Jane is a crazy old woman for an arsenal of reasons. You will hate her, you
will pity her, and you will ultimately be disgusted with her. In a character-driven piece like this one, Betty Davis knocks it out of the park.
On the
downside, however, this film drags on endlessly. Most audiences will be sharp
enough to recognize where the film is going fairly early in the story. Jane's
keeping Blanche locked down, the maid, neighbor and doctor will be turned away
from helping Blanche, and Jane's luck will eventually run out. Yet, despite
this all being very apparent from the get go, the film takes over two hours to
get there. The middle of the film is so repetitive that you wonder how any
editor could have let this happen. One of the many 'Blanche almost gets help'
scenes could easily have been deleted, and shaved 30 minutes off the run time.

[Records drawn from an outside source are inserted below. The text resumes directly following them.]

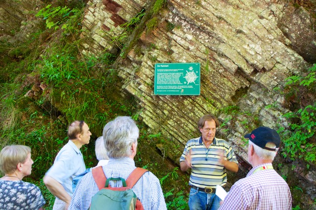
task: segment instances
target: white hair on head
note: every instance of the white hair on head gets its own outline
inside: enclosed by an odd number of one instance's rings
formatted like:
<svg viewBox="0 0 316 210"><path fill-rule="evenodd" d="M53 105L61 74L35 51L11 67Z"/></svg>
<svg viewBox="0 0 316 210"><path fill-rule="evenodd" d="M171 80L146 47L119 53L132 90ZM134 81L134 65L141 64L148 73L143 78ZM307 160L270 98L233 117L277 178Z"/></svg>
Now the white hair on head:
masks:
<svg viewBox="0 0 316 210"><path fill-rule="evenodd" d="M101 160L109 160L107 154L107 151L104 146L103 136L100 136L95 141L95 156L98 161Z"/></svg>
<svg viewBox="0 0 316 210"><path fill-rule="evenodd" d="M262 160L269 160L273 161L276 155L276 152L275 151L270 151L262 148L259 146L256 145L251 141L249 141L249 144L253 146L255 152ZM268 142L266 144L266 147L270 148L276 148L276 146L272 142Z"/></svg>
<svg viewBox="0 0 316 210"><path fill-rule="evenodd" d="M119 116L109 122L103 128L105 148L110 158L128 157L131 146L136 146L139 129L130 117Z"/></svg>

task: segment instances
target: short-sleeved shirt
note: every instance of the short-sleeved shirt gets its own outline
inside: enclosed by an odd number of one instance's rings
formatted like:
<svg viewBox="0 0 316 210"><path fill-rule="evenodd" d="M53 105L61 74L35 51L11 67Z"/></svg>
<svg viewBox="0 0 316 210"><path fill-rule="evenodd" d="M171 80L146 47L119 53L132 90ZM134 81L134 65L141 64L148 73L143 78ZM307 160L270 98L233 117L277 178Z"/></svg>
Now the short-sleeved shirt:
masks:
<svg viewBox="0 0 316 210"><path fill-rule="evenodd" d="M185 161L187 152L191 150L191 174L189 185L201 188L224 186L227 182L226 169L220 165L219 153L226 155L228 161L238 164L232 147L226 141L214 138L207 148L202 137L189 140L184 148L180 162Z"/></svg>
<svg viewBox="0 0 316 210"><path fill-rule="evenodd" d="M46 173L61 184L72 196L73 178L85 170L85 165L80 150L69 140L56 156L54 164ZM56 198L56 199L59 199Z"/></svg>
<svg viewBox="0 0 316 210"><path fill-rule="evenodd" d="M107 178L121 177L126 179L136 168L134 161L128 157L111 158L106 166L103 166ZM110 182L113 187L122 186L121 182ZM145 172L132 188L145 210L166 210L163 194L159 179L150 171ZM92 172L87 173L80 180L75 190L69 210L86 210L90 206L92 197L99 188Z"/></svg>
<svg viewBox="0 0 316 210"><path fill-rule="evenodd" d="M0 210L38 210L45 203L40 188L35 184L0 180Z"/></svg>
<svg viewBox="0 0 316 210"><path fill-rule="evenodd" d="M219 209L291 210L288 185L272 166L271 163L257 166L236 182Z"/></svg>

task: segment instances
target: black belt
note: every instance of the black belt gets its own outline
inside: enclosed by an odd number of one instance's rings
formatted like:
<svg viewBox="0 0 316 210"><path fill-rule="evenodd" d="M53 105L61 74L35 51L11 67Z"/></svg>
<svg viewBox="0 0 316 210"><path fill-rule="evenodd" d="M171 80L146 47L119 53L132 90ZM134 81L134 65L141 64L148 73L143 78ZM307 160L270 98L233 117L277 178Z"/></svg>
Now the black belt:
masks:
<svg viewBox="0 0 316 210"><path fill-rule="evenodd" d="M192 188L195 189L198 191L202 191L206 193L212 193L213 192L214 192L214 193L215 192L215 190L216 190L215 188L212 188L211 187L207 188L202 188L201 187L197 187L194 185L190 185L190 186Z"/></svg>

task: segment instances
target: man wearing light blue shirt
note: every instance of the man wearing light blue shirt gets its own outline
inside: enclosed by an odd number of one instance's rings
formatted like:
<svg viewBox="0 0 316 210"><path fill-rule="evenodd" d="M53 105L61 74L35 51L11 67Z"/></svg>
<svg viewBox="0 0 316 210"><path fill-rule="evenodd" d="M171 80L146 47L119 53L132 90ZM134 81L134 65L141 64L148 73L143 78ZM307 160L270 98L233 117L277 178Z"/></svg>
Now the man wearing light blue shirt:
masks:
<svg viewBox="0 0 316 210"><path fill-rule="evenodd" d="M85 170L80 148L89 143L91 135L84 121L76 121L68 127L69 141L56 156L54 164L43 178L44 183L56 199L53 210L68 209L73 195L73 179Z"/></svg>

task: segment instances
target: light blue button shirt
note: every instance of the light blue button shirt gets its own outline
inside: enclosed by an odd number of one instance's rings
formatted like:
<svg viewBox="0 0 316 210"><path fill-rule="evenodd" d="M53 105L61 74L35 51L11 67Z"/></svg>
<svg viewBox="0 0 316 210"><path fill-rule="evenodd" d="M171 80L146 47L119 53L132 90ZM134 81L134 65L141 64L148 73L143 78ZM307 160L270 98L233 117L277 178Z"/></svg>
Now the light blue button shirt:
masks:
<svg viewBox="0 0 316 210"><path fill-rule="evenodd" d="M72 196L73 179L85 170L82 154L74 142L69 140L58 152L54 164L45 175L56 179L63 185L69 195Z"/></svg>

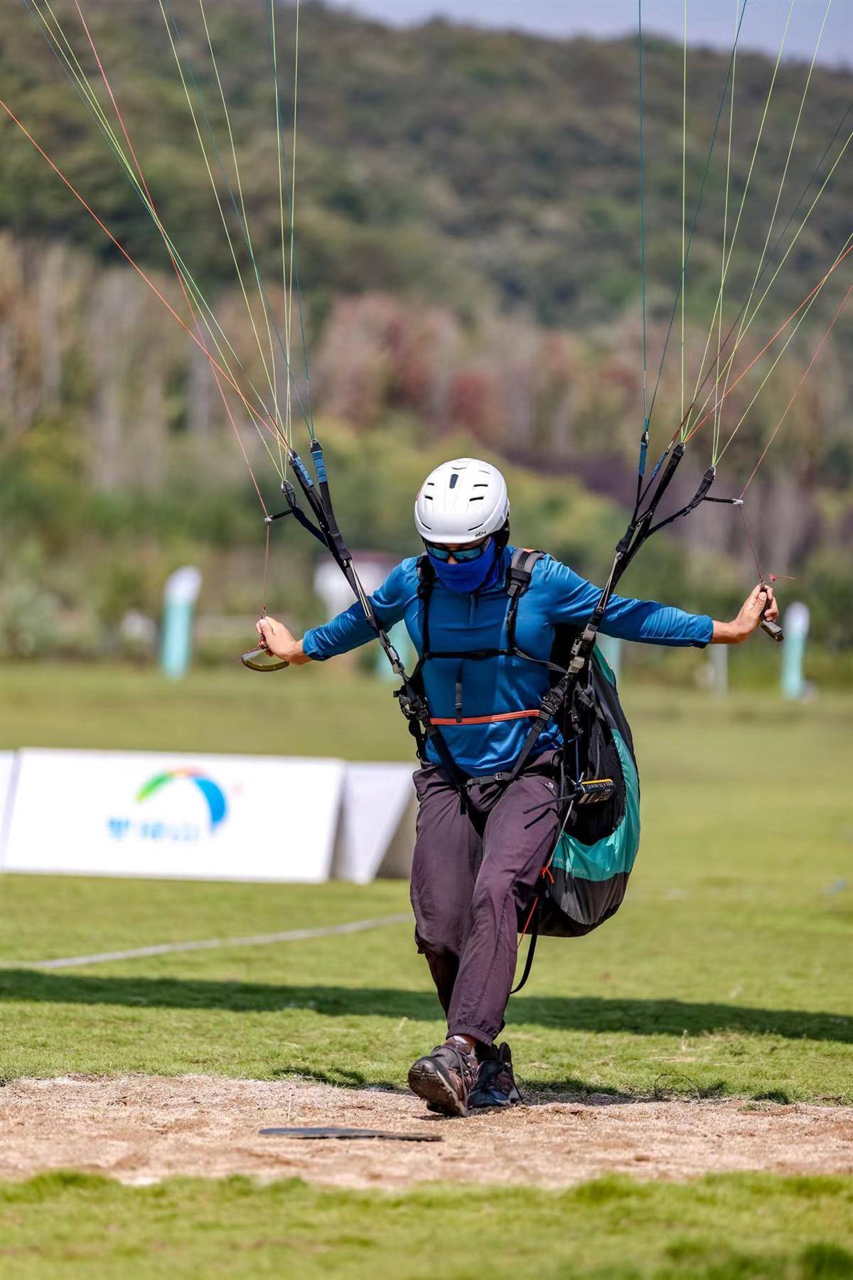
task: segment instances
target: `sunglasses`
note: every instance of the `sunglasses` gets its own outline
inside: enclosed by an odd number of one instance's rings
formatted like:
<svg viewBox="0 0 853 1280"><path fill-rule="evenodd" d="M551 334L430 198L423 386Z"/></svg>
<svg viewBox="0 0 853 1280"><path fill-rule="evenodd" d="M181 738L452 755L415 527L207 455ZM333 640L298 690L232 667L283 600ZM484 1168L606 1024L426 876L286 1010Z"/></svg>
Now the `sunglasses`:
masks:
<svg viewBox="0 0 853 1280"><path fill-rule="evenodd" d="M485 543L477 543L476 547L459 547L455 552L450 550L449 547L441 547L437 543L428 543L426 538L423 539L423 545L428 550L430 556L435 556L436 559L449 561L453 556L453 558L460 564L466 564L468 561L480 559L480 557L491 545L491 538L487 538Z"/></svg>

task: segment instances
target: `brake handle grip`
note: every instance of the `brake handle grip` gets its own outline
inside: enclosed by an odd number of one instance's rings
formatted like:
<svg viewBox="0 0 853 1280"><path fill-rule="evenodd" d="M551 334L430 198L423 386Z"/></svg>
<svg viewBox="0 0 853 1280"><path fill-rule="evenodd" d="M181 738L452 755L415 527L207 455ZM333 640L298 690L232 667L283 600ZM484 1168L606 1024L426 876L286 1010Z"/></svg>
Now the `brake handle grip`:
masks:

It doesn't matter how excellent the performances in a movie are, if your
audience is bored. Still, this thriller is somewhat captivating early on, and
definitely worth seeing for Bette Davis alone. There is a twist at the end, but that point, it hardly matters, given what's happened.
-------
Normally, I don't know exactly what the coming week will bring, but as we are now down to only six films, I have the remaining schedule pretty solidified. Out of pure interest, here's what's left:
Sunday, Oct. 26th - The Mummy
Monday, Oct. 27th - Jacob's Ladder
Tuesday, Oct. 28th - Tucker and Dale vs. Evil
Wednesday, Oct. 29th - Ms. 45
Thursday, Oct. 30th - the Iron Rose
Friday, Oct. 31st - Magic (Usually, I'd pick something a little more iconic, but the missus and I are thematically linked to this movie via our halloween costumes, so it must be so!)
I will still probably release last digest on Sunday, Nov. 2nd, and take a much-needed break from Horror Movies on Nov. 1st. So, we'll see all you faithful followers then.